Beginning in 1560 with the Tristan de Luna expedition, the Spanish also made serious attempts at colonizing this land we now call Georgia. Luna landed in Pensacola Bay with 1,500 Mexican soldiers, farmers, artisans, blacksmiths, and priests with the goal of establishing a large permanent colony in northwest Georgia in the same Coosawattee Valley of the powerful Coosa chiefdom that de Soto visited in 1540. Some members of Luna's group were Native Americans kidnapped by de Soto who had traveled to Mexico with the remnants of his party, living there for 20 years before returning as interpreters and guides for the Luna expedition.

While Luna was well-equipped, most of his 15 ships were destroyed by a hurricane before their supplies could be unloaded, leaving the colonists fighting for survival. A small contingent of 140 soldiers and two Dominican friars from the expedition made it all the way to the Coosa capital and stayed for several months, sending food provided by the Coosa people more than 200 miles downriver on crude rafts to the rest of the starving group.

If not for the hurricane, a good portion of Georgia and the southeast may have been a prosperous colony and outpost of Spain. Instead, the entire Luna venture was abandoned, and the survivors made their way back to Mexico in 1561.

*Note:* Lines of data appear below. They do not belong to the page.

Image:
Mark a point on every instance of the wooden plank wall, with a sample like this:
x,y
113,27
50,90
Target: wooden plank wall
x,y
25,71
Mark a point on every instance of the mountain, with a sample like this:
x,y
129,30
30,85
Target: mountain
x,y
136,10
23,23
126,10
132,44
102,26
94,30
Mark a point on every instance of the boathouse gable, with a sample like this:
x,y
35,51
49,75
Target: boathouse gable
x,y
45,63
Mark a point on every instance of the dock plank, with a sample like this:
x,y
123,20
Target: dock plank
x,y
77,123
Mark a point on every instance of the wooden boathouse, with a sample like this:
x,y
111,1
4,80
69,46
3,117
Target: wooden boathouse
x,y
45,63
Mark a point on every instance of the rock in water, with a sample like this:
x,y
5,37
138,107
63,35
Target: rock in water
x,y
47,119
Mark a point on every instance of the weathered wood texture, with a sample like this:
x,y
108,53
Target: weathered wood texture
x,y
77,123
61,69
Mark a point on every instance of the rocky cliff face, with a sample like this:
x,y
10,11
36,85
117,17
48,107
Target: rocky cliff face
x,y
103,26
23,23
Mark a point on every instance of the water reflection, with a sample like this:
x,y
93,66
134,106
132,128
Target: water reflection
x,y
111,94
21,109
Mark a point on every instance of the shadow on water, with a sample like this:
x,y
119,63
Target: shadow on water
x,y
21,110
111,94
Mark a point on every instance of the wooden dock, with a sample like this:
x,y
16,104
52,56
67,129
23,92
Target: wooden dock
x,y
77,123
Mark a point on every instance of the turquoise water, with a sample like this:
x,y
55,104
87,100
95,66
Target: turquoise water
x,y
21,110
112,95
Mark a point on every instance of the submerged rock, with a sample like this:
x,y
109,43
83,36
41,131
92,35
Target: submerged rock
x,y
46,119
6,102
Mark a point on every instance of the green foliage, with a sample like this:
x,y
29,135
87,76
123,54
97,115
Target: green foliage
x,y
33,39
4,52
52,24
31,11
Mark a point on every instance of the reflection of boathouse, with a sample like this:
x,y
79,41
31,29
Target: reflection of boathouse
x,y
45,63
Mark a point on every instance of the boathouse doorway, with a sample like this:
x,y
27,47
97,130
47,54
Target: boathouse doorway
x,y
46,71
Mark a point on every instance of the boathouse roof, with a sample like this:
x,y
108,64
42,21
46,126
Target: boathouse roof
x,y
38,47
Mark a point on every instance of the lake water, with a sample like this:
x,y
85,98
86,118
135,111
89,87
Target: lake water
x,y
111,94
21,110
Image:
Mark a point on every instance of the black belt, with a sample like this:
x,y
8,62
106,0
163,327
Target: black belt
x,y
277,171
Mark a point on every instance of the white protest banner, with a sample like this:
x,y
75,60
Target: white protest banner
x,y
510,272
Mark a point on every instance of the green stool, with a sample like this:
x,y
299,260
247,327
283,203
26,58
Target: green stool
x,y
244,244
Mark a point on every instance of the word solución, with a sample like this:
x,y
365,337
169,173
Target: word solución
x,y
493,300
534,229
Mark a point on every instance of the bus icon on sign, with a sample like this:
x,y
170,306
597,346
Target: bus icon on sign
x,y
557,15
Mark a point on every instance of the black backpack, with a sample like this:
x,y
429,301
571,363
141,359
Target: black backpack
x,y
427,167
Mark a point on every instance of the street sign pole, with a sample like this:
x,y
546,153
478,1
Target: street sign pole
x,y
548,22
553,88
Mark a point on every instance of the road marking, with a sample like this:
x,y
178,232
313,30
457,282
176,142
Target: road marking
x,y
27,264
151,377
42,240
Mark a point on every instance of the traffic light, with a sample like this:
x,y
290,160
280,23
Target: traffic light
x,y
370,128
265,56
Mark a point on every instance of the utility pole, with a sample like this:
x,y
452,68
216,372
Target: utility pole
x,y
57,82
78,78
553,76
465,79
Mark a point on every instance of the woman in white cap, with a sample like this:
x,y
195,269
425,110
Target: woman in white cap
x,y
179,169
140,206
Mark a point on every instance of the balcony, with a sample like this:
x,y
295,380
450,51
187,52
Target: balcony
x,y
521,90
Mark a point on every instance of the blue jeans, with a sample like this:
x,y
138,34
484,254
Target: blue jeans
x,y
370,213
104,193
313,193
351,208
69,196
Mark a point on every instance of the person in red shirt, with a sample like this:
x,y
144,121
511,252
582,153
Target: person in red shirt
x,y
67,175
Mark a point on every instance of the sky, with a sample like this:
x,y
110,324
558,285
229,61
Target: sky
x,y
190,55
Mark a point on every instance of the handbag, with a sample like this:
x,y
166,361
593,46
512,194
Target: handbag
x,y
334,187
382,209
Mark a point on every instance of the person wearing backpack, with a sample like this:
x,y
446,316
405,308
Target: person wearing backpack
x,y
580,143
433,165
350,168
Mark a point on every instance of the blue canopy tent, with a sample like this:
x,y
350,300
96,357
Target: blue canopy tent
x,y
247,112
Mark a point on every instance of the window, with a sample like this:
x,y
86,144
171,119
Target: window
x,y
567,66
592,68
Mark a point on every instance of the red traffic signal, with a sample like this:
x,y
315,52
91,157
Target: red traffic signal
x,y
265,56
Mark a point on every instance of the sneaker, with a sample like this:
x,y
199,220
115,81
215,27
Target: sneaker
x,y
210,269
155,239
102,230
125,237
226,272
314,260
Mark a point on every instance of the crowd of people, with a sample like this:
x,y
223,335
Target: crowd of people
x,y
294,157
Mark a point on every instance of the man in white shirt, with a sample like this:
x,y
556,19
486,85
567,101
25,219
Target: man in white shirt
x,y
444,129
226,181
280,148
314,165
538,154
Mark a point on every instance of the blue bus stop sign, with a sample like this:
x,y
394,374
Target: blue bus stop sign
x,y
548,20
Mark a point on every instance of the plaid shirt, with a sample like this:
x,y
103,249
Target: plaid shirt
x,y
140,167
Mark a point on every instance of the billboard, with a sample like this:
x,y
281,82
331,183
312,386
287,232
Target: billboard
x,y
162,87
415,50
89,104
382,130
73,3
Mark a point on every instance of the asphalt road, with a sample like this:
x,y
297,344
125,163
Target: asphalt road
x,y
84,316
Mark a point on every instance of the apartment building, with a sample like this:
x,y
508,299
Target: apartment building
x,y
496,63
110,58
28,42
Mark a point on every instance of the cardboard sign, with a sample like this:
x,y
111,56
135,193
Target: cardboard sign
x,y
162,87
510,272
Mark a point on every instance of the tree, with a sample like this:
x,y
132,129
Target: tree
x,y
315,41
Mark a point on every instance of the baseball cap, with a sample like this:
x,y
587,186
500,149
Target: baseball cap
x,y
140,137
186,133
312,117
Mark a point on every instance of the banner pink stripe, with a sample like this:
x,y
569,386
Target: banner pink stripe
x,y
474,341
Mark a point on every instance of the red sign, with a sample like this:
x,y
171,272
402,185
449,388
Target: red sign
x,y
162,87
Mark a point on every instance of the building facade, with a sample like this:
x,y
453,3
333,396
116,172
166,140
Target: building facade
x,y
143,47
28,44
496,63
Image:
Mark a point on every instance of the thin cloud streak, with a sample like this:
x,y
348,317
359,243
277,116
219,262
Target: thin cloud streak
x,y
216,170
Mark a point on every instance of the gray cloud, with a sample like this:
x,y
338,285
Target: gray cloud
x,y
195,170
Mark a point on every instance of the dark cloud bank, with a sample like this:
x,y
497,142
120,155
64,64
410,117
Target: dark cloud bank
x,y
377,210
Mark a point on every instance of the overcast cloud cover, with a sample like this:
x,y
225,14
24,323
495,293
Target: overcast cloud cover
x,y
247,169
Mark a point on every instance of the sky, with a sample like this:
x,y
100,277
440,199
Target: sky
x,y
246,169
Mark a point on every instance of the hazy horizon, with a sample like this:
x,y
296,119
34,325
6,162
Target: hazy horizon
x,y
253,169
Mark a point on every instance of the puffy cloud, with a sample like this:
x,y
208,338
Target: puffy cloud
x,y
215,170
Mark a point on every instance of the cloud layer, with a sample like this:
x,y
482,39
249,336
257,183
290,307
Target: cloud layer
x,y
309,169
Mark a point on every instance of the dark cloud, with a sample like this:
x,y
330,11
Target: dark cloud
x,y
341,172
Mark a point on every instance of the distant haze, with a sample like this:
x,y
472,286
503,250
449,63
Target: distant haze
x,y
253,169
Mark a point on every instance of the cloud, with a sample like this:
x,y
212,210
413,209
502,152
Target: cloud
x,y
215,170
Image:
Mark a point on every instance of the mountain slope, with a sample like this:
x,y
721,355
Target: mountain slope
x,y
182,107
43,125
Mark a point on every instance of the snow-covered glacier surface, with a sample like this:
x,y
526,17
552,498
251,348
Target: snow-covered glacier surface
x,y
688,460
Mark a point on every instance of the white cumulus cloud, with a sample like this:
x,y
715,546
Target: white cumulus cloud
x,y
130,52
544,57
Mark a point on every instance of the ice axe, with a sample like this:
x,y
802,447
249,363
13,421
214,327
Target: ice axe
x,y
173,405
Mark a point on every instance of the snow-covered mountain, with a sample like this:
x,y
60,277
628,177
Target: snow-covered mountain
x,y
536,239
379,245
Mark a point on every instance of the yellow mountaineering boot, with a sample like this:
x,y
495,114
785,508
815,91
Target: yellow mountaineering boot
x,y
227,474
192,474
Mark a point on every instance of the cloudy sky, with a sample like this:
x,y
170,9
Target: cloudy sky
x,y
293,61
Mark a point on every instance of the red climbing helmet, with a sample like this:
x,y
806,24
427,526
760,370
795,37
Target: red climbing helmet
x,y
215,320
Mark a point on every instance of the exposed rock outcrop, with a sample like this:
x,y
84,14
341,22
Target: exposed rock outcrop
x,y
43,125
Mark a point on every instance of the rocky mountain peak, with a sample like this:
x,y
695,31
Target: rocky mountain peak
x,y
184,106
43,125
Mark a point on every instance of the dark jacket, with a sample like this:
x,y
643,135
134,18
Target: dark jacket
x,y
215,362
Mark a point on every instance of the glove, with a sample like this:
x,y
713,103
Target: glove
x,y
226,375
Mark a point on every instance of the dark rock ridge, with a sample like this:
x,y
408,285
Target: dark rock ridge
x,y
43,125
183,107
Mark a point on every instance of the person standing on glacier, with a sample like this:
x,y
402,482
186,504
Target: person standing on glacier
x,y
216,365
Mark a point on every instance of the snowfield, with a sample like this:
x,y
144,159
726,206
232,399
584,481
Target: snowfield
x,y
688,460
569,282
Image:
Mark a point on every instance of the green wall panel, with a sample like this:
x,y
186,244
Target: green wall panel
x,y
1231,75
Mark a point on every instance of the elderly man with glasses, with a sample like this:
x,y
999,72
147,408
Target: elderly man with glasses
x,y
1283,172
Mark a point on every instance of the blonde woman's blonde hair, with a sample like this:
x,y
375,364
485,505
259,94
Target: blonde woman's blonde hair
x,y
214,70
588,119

Efforts to convert the Indian populations to Christianity began in earnest in the late 1500s and continued for most of the 17th century as the Dominican, Jesuit, and Franciscan orders founded more than 20 Catholic missions on Georgia's barrier islands and within 50 miles of the coast. Because of a combination of uprisings and pirate raids, these missions were completely abandoned by 1684.

The details of Georgia's connection to Spain keep rising to the surface as ethnographers, archaeologists, and historians continue to scour the soils of the state and document repositories in Seville, Havana, and Mexico City. Now no one believes "there's nothing new" to be discovered about Georgia's past.

—James Langford, a native of Calhoun, Georgia, serves as state director of the Trust for Public Land. He is the author and co-author of several publications on the prehistory of northwest Georgia, and the founder of the Coosawattee Foundation, a nonprofit organization that focuses on preserving archaeological sites and educating the public about past cultures.